Nanoscale cuticle mass density variations influenced by pigmentation in butterfly wing scales

TL;DR

This study uses advanced X-ray imaging to reveal how pigment distribution affects nanoscale cuticle density and structure in butterfly wing scales, influencing their reflected color.

Contribution

It provides the first quantitative analysis linking pigmentation to cuticle density variations and structural differences in butterfly wing scales using ptychographic X-ray computed tomography.

Findings

Lower lamina density inversely correlates with pigmentation.

Pigment levels influence chitin structure from sheet-like to rod-like.

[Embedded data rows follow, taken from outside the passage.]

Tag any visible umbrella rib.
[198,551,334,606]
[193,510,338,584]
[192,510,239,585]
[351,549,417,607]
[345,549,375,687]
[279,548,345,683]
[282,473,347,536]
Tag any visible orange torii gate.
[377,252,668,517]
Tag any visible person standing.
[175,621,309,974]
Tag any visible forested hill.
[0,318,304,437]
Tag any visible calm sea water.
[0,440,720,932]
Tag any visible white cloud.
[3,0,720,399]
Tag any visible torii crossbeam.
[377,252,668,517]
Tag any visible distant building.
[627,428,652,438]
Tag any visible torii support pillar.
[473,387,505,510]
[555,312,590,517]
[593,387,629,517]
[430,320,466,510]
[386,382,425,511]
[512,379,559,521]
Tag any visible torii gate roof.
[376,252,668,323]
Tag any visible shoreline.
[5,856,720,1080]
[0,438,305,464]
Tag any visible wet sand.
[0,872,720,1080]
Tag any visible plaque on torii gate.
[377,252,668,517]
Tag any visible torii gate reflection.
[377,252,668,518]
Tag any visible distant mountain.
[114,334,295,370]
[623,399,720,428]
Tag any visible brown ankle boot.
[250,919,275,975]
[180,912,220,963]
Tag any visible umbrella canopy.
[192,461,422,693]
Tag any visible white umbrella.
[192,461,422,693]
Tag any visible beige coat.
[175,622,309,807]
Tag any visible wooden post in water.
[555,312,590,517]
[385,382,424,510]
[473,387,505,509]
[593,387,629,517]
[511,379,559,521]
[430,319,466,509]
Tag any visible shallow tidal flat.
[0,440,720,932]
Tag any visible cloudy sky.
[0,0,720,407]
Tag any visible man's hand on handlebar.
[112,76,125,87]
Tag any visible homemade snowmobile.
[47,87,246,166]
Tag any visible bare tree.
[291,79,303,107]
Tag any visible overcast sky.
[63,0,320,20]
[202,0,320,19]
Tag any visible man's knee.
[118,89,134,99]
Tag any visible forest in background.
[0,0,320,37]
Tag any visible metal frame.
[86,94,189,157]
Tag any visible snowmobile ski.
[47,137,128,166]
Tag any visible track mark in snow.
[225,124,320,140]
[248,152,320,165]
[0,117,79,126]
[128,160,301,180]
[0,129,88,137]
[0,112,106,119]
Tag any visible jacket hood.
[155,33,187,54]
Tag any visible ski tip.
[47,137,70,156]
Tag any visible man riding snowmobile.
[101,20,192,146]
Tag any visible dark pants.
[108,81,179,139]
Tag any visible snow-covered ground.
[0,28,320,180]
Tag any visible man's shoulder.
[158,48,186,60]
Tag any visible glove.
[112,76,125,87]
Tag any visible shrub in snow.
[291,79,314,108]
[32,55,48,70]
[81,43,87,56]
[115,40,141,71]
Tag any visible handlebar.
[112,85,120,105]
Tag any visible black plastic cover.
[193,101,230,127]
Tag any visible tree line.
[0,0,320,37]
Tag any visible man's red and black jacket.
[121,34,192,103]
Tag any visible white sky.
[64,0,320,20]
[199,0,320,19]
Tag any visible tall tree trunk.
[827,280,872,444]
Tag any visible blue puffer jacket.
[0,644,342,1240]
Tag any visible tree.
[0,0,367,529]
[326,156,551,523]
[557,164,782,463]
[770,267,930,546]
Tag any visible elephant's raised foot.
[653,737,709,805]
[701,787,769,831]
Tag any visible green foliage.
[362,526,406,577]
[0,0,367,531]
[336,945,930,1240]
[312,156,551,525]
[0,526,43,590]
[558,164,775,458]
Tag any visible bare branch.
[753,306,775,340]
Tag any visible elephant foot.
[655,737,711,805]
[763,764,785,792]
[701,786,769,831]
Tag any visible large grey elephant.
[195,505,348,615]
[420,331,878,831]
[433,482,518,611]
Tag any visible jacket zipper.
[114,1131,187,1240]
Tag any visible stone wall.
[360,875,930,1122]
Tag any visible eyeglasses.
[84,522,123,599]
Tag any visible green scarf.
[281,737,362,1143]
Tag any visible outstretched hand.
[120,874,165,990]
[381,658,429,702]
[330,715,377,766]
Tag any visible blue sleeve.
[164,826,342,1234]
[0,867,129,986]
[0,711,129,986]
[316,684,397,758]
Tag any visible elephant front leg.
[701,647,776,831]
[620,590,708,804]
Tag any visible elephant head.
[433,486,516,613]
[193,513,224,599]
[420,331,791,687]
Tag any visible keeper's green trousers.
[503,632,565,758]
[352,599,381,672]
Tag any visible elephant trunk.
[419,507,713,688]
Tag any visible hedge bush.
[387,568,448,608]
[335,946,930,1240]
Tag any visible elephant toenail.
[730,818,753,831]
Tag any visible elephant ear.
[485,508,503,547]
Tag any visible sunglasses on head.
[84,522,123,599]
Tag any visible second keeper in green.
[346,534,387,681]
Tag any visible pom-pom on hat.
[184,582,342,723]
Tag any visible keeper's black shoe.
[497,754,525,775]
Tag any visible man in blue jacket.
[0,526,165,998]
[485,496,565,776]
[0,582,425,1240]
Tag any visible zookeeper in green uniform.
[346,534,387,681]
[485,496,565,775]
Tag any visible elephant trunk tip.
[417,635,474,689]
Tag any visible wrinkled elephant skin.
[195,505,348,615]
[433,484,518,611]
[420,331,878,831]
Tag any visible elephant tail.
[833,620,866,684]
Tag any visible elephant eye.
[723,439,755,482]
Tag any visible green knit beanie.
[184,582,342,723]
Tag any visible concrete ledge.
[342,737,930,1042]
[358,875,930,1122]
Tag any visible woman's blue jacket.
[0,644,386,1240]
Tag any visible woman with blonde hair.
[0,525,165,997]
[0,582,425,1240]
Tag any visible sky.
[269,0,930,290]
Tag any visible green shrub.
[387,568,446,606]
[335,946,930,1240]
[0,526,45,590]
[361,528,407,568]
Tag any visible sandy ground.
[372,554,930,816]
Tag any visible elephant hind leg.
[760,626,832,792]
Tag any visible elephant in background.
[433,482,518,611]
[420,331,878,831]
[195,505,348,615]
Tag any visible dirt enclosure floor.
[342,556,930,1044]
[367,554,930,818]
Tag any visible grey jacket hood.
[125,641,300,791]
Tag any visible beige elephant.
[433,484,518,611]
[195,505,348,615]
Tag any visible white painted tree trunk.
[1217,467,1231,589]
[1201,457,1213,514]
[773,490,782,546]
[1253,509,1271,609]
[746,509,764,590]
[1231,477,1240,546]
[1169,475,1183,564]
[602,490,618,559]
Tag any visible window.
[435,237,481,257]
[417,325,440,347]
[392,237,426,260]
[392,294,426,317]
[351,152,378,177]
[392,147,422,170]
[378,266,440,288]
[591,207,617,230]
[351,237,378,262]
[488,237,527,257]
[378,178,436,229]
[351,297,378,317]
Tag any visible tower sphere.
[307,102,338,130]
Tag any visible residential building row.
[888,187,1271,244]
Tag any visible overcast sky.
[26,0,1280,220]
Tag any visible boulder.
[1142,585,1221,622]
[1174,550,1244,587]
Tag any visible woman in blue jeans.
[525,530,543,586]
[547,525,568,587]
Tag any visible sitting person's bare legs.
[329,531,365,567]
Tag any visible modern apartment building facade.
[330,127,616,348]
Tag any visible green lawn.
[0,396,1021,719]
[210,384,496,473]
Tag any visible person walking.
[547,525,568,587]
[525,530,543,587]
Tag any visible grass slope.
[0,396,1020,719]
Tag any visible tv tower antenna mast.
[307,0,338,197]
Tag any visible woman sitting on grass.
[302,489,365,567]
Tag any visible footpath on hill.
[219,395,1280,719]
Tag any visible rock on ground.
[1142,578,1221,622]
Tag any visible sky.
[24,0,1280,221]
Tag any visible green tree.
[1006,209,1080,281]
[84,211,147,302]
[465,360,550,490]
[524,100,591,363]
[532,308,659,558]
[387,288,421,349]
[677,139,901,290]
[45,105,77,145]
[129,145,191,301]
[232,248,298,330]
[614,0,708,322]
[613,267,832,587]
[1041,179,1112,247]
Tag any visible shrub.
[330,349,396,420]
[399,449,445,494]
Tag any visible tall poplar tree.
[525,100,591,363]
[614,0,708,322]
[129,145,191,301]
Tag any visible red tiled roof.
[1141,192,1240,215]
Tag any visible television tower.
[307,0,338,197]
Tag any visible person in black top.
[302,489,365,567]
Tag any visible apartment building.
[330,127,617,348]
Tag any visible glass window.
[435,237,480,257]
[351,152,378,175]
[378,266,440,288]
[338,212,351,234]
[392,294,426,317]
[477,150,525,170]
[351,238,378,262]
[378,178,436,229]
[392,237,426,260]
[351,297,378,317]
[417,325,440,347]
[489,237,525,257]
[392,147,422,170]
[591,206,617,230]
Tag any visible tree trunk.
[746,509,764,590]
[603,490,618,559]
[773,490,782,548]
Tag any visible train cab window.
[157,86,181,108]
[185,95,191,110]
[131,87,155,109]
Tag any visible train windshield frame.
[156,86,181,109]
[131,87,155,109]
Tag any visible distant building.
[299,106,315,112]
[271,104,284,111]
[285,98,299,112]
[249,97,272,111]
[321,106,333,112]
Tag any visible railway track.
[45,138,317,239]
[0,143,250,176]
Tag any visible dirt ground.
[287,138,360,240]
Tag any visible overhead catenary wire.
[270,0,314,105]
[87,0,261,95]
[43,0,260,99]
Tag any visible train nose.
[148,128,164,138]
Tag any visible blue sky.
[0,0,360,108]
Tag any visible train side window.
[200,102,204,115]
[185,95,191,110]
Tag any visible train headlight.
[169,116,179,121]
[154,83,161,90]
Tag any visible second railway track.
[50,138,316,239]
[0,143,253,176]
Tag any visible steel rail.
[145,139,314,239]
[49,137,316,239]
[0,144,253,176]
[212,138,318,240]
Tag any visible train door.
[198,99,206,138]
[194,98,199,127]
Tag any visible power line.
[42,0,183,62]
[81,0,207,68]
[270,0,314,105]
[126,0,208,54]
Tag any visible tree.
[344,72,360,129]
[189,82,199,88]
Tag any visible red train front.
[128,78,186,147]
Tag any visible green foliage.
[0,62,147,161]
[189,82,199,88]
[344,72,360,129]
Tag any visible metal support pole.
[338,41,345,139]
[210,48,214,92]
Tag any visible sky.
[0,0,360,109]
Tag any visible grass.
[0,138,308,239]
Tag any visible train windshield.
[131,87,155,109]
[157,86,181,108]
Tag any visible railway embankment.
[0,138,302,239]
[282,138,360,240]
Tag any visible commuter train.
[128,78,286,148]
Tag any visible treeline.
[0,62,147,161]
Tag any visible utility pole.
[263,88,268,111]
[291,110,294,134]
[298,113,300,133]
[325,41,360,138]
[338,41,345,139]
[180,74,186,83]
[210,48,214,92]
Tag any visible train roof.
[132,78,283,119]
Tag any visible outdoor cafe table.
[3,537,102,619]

Layered density variations explain the reflected color in scales.

Abstract

How pigment distribution influences the cuticle density within a microscopic butterfly wing scale, and how both impact each scale's final reflected color, remains unknown. We use ptychographic X-ray computed tomography to quantitatively determine, at nanoscale resolutions, the three-dimensional mass density of scales with pigmentation differences. By comparing cuticle densities between two pairs of scales with pigmentation differences, we determine that the density of the lower lamina is inversely correlated with pigmentation. In the upper lamina structure of Junonia orithya and Bicyclus anynana, low pigment levels also correlate with sheet-like chitin structures as opposed to rod-like structures. Within each scale, we determine that the lower lamina in all scales has the highest density, and distinct layers within the lower lamina help explain reflected color. We hypothesize that pigments, in addition to absorbing specific wavelengths, can affect cuticle polymerization, density, and refractive index, thereby impacting reflected wavelengths that produce colors.